Additionally, the sponsors and lenders engaged counsel and other advisors who had recently represented and advised them on recent Mexico power projects, ensuring extensive familiarity with CFE's practices and policies, hot button items for their own clients, and customary forms of project and financing documents in Mexico. The firms selected as counsel to the principal parties assigned energetic, experienced individuals to the team, who understood implicitly that cordial working relationships and realistic compromises would be necessary for the parties. Legal counsel to the sponsors was Paul Hastings Janofsky and Walker and to the lead arranger was Shearman & Sterling. Morrison & Foerster advised JBIC. Due diligence review of the PPA, FSA and EPC Contracts, which itself can take several weeks, was assigned as the primary scope for JBIC's legal counsel, and accomplished within a little over one week. Drafting of the Term Sheet and main Financing Agreements took place contemporaneously with the due diligence process, and was assigned to Mizuho's legal counsel. This double track process proved to be a very effective means to shorten the time frames necessary to document the transaction.

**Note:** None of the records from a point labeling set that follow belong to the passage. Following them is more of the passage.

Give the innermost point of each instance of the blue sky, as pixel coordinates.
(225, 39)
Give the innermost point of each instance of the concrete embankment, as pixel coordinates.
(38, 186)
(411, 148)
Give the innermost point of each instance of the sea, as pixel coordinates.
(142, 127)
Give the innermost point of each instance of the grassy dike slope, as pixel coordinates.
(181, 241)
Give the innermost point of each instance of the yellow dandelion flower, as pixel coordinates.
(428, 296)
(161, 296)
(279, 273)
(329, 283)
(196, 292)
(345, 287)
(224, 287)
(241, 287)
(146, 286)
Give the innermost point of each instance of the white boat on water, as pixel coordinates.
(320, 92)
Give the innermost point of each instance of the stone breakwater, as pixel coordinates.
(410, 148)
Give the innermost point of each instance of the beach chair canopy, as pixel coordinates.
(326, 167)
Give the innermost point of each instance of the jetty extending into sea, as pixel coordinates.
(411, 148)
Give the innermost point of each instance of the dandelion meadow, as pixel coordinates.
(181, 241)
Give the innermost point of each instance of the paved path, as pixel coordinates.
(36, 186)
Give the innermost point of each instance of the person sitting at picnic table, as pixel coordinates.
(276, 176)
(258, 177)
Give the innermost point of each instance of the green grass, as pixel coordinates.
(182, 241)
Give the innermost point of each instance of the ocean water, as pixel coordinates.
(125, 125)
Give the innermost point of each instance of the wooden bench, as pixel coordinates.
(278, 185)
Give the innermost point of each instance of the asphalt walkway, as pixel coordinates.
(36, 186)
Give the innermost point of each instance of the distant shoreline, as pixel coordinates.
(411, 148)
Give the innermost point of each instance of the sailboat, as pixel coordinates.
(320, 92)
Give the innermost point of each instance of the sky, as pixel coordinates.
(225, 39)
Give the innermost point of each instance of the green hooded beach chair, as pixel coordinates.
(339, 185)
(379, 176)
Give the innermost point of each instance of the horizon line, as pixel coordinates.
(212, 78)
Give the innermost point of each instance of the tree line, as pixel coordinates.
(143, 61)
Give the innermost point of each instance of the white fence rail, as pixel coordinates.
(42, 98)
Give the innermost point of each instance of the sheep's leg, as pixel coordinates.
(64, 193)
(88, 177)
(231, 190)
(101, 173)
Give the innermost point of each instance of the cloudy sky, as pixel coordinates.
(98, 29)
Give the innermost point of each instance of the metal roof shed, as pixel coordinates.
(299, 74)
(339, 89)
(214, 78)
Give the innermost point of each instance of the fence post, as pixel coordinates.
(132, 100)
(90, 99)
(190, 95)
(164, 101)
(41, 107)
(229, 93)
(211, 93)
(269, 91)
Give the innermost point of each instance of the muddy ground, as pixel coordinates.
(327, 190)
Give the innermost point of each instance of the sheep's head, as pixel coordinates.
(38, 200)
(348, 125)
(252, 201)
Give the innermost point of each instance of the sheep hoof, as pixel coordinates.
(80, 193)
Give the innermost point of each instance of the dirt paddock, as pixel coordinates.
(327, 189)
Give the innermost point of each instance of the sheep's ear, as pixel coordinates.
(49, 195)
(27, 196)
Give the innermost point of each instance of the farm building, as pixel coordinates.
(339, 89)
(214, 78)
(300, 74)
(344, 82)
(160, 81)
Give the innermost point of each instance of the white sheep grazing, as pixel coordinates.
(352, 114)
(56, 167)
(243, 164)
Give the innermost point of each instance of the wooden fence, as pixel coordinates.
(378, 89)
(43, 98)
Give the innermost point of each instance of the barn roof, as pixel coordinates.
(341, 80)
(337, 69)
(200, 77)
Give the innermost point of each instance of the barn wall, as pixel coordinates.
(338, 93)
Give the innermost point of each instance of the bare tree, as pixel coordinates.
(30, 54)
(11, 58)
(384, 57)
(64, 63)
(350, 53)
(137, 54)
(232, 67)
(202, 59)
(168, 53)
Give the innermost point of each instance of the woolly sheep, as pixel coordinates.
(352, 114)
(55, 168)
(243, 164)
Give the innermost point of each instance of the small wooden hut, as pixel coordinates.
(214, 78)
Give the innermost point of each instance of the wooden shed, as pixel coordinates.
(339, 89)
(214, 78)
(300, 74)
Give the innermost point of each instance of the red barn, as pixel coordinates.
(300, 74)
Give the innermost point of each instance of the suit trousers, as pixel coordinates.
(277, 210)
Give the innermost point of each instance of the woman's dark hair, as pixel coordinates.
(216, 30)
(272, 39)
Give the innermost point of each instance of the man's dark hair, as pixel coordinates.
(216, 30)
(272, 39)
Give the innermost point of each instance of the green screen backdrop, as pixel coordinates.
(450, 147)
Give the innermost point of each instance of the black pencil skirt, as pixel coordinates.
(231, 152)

The Sponsors were able to achieve their goals by being highly responsive to lender concerns. For example, due to the Sponsors' choice of site, which was different than the project site originally preferred by CFE, certain contractual protections were not offered under the PPA with respect to risks associated with the site, such as schedule relief for delays associated with any inability of the project to obtain the necessary rights of way to construct and operate the project. In order to address the Lenders' concerns with respect to the risk of delay, the Sponsors agreed to obtain substantially all of the necessary rights of way as a condition precedent to the first disbursement of the loans.

Ultimately, the fast-track signing of the Tuxpan V Project proves that project financing need not be a protracted and painful process for all participants. With focused sponsors, motivated lenders, experienced counsel, and cooperative parties who have worked together on previous transactions, project deals can be churned out at a quick enough pace to keep the lights on in Mexico.